NPError queryCapability(NPP npp, int32 query, int32 *value)

	inputs: 
	  NPP npp
		Plug-in instance npp
	  NPDeviceCapability query
		NPAudioCapabilitySampleRate
		NPAudioCapabilitySampleType
		NPAudioCapabilitySampleFrameCount
		NPAudioCapabilitySampleFrameCount44100Hz
		NPAudioCapabilitySampleFrameCount48000Hz
		NPAudioCapabilitySampleFrameCount96000Hz
		NPAudioCapabilityOutputChannelMap
		NPAudioCapabilityInputChannelMap
	outputs:
		*value
		Value based on input query.

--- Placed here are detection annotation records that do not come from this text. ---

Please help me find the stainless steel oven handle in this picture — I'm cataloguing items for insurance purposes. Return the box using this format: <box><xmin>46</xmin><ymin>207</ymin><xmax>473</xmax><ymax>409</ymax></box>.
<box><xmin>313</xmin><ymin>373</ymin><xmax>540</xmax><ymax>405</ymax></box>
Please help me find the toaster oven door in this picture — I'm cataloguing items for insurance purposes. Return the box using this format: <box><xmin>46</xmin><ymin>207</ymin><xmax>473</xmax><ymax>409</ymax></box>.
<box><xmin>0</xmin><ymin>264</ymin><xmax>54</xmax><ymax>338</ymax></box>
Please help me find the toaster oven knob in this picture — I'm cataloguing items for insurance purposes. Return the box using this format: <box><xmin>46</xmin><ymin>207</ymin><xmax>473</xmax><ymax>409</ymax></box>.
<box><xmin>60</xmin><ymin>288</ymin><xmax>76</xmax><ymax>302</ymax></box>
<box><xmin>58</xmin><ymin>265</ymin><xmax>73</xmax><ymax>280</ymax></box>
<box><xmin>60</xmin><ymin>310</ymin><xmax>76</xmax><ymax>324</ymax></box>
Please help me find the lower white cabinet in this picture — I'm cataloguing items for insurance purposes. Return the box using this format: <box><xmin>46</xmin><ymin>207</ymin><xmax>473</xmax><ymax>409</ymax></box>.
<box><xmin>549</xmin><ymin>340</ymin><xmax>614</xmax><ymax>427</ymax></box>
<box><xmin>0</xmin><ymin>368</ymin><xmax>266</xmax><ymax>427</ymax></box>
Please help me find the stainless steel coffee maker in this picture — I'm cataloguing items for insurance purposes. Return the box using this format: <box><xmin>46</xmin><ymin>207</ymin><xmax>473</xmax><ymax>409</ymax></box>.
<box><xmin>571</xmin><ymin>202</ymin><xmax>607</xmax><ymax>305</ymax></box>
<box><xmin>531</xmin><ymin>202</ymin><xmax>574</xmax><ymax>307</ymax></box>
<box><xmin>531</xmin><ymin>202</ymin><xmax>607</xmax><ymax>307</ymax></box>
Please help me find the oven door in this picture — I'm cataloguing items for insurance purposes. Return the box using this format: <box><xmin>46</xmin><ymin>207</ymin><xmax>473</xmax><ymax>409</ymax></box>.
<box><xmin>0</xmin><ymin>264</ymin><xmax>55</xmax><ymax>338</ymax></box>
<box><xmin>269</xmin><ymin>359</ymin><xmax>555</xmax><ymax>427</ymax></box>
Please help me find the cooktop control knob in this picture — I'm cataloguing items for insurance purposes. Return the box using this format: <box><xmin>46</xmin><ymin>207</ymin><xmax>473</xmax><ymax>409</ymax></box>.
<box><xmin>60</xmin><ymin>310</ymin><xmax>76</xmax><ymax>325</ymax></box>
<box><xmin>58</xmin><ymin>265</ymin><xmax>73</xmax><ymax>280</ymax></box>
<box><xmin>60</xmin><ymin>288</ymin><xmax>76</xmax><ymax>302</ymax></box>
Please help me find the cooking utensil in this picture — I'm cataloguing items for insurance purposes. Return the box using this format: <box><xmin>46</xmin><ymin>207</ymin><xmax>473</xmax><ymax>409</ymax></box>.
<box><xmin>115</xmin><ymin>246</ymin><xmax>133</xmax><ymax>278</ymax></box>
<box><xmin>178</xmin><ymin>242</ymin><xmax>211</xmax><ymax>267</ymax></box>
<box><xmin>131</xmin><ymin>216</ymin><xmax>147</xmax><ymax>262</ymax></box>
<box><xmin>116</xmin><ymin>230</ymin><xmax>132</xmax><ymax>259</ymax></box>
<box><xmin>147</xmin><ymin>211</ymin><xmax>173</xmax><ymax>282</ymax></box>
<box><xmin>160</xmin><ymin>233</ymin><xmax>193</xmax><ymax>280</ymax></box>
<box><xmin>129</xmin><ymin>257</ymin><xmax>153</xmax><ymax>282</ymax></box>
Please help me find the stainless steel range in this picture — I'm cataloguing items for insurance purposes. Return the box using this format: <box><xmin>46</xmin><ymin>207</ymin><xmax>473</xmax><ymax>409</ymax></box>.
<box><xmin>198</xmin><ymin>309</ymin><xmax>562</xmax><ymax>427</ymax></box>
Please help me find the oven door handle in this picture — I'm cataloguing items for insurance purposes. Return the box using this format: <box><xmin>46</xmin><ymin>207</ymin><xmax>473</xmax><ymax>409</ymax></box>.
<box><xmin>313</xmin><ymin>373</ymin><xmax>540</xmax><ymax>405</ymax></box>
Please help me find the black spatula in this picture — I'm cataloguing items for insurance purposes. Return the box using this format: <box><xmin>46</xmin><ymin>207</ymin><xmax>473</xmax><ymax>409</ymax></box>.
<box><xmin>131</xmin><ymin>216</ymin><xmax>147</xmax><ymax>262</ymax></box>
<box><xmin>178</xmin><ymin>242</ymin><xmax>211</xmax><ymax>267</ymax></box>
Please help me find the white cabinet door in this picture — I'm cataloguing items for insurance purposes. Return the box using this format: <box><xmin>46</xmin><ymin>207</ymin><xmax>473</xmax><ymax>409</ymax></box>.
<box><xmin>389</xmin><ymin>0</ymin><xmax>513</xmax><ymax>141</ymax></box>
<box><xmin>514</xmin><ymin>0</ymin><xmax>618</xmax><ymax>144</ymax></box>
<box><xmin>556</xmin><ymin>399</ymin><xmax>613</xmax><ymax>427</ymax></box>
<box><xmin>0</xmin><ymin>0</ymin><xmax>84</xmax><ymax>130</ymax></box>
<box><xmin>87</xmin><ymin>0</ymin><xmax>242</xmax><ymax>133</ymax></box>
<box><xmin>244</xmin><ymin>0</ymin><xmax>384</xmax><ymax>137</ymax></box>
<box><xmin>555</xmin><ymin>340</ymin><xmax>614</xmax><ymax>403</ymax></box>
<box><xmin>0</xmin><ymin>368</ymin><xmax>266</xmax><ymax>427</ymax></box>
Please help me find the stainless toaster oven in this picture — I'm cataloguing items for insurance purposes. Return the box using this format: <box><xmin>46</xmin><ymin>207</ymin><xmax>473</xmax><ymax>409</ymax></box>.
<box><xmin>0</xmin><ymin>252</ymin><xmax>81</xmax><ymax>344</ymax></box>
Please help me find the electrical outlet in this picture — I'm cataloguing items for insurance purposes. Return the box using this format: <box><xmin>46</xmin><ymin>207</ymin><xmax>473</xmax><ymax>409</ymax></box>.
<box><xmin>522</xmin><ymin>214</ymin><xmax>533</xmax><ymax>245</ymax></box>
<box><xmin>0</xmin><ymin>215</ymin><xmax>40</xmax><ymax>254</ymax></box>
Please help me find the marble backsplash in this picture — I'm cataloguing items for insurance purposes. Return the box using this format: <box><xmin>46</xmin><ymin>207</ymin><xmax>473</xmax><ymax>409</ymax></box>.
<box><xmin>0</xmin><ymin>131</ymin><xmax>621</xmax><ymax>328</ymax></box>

See section "NPAudioCapability
		Details" for input & output values.
	returns:
		NPERR_NO_ERROR
		NPERR_INVALID_PARAM

NPError queryConfig(NPP npp, NPDeviceContextAudioConfig *request, NPDeviceContextAudioConfig *obtain)

	
  inputs:
		NPP npp
			Plug-in instance npp
		NPDeviceContextAudioConfig *request
			A requested configuration, which is a set of capabilities
	outputs:
		NPDeviceContextAudioConfig *obtain
			The set of capabilities obtained, which may or may not match
			request input.
	returns:
		NPERR_NO_ERROR
		NPERR_INVALID_PARAM
	notes:
		Okay if request & obtain pointers are the same.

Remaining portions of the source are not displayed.